WriteOption configures write-path behavior. Mirrors the ReadOption pattern so the write side has the same mental model: one option type, one accumulator, one place to add new knobs.

func WithIdempotencyToken added in v0.13.0

func WithIdempotencyToken(token string) WriteOption

WithIdempotencyToken marks a write as a retry-safe logical unit identified by token. Recovery on retry is automatic and works across arbitrarily long S3 outages:

  • Each attempt writes data and ref to fresh per-attempt paths (id = {token}-{attemptID:32hex UUIDv7}). No data or ref PUT in the write path ever overwrites — sidesteps multi-site StorageGRID's eventual-consistency exposure on overwrites.
  • On retry, the writer issues an upfront HEAD on `<dataPath>/<partition>/<token>.commit`. If a prior attempt's commit is in place, the writer reconstructs the original WriteResult from the marker's metadata (no body re-upload, same DataPath / RefPath / InsertedAt as the prior successful attempt) and returns.
  • If the commit is missing (no prior attempt landed, or every prior attempt crashed before the commit PUT), the retry proceeds with a fresh attempt-id end-to-end.

Tokens are unique per (partition key, logical write), not globally — the same token may be reused across different partition keys without colliding. The upfront HEAD runs per-partition. Within one partition the token must remain unique per logical write.

**Reader-side dedup recommended.** Near-concurrent retry overlap (out of contract per the README's Concurrency contract, but bounded if it arises by accident) can produce two committed attempts whose records share (entity, version). Records are bit-identical (parquet encoding is deterministic; the writer captures InsertedAt once and the same value drives every column / filename / metadata field). Configure `EntityKeyOf` + `VersionOf` on the reader to collapse the duplicate records on read.

token must pass validateIdempotencyToken (non-empty, no "/", no "..", printable ASCII, <= 200 chars) — validation runs at resolve time so bad tokens fail at the call site rather than inside the write path.

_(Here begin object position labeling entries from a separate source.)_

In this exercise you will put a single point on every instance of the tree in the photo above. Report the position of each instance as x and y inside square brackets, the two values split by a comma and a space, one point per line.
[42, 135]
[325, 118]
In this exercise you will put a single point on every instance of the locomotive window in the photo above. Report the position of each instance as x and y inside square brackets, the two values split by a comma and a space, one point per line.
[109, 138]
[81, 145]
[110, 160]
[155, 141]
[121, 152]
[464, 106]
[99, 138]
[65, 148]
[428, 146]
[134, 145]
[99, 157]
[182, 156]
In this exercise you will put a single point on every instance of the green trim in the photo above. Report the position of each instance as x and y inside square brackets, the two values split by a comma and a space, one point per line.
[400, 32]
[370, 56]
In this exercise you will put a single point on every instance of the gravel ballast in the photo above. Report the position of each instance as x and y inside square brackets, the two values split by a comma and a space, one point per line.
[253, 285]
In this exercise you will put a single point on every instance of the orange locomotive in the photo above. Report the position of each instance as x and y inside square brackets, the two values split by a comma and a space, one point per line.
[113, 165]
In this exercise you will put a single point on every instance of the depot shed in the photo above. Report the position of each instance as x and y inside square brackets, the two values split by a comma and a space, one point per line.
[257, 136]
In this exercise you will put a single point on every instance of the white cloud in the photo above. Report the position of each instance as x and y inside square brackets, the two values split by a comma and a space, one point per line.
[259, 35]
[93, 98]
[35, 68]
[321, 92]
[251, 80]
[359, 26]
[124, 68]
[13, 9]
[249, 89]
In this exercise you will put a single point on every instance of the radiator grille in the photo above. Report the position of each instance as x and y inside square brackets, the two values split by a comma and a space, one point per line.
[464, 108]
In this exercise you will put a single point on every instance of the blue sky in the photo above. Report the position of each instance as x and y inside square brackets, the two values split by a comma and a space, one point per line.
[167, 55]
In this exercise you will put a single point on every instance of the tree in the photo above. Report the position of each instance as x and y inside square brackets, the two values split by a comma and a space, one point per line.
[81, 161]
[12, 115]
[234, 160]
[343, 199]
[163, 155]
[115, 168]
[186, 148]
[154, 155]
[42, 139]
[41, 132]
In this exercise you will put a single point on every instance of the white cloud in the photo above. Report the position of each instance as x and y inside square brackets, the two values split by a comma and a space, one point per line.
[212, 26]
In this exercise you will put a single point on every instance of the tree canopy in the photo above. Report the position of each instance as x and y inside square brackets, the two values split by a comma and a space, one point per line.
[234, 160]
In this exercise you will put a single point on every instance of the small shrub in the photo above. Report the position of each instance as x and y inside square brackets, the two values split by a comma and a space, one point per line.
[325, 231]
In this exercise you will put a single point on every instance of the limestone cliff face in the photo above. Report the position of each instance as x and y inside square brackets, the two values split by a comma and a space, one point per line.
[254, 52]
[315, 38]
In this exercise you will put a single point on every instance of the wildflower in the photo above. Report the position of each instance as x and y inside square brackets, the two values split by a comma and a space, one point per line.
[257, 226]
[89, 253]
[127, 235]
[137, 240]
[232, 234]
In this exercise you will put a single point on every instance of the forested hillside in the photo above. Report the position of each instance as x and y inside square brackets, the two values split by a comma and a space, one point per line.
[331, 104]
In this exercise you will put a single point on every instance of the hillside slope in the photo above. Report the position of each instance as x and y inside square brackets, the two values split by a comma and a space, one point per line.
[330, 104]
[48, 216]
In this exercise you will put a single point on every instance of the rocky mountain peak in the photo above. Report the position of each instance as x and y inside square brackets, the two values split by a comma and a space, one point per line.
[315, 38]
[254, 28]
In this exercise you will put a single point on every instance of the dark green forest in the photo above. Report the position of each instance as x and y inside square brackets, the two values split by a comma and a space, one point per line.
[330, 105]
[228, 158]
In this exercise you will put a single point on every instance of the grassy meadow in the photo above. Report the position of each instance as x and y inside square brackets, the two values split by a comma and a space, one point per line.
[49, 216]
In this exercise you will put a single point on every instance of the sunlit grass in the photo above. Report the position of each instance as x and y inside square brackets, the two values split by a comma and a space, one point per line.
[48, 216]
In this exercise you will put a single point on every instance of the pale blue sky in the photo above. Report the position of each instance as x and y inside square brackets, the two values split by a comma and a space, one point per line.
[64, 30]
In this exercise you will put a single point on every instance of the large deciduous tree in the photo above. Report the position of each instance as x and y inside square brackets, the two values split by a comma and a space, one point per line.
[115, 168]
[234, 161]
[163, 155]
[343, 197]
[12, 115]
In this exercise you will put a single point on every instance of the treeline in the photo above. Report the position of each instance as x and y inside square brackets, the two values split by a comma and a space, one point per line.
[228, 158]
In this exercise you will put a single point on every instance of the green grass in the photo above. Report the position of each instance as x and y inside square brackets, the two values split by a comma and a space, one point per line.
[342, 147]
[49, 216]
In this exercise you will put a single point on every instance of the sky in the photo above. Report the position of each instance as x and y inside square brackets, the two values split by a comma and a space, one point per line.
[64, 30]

An empty string is rejected (not silently downgraded to the auto-token path) so a caller wiring `WithIdempotencyToken(row.Token)` can't accidentally turn off idempotency by forgetting to populate the source. Callers whose token is genuinely optional should branch at construction:

opts := []s3store.WriteOption{...}
if row.Token != "" {
    opts = append(opts, s3store.WithIdempotencyToken(row.Token))
}

Mutually exclusive with WithIdempotencyTokenOf — combining the two surfaces an error at option-resolution time.

func WithIdempotencyTokenOf added in v0.15.0

func WithIdempotencyTokenOf[T any](
	fn func(partitionRecords []T) (string, error),
) WriteOption

WithIdempotencyTokenOf is the per-partition variant of WithIdempotencyToken: fn is invoked once per partition with the records routed to that partition, and its return value drives that partition's idempotency token. Lets a single multi- partition Write retry with a different token per partition (e.g. one outbox row per partition).

Semantics on each partition match WithIdempotencyToken: the returned token anchors the per-attempt id and the `<dataPath>/<partition>/<token>.commit` marker, the upfront HEAD dedups same-token retries, and the token must pass validateIdempotencyToken.

On WriteWithKey (single partition) fn is invoked once with the full records slice — symmetric with the multi-partition case.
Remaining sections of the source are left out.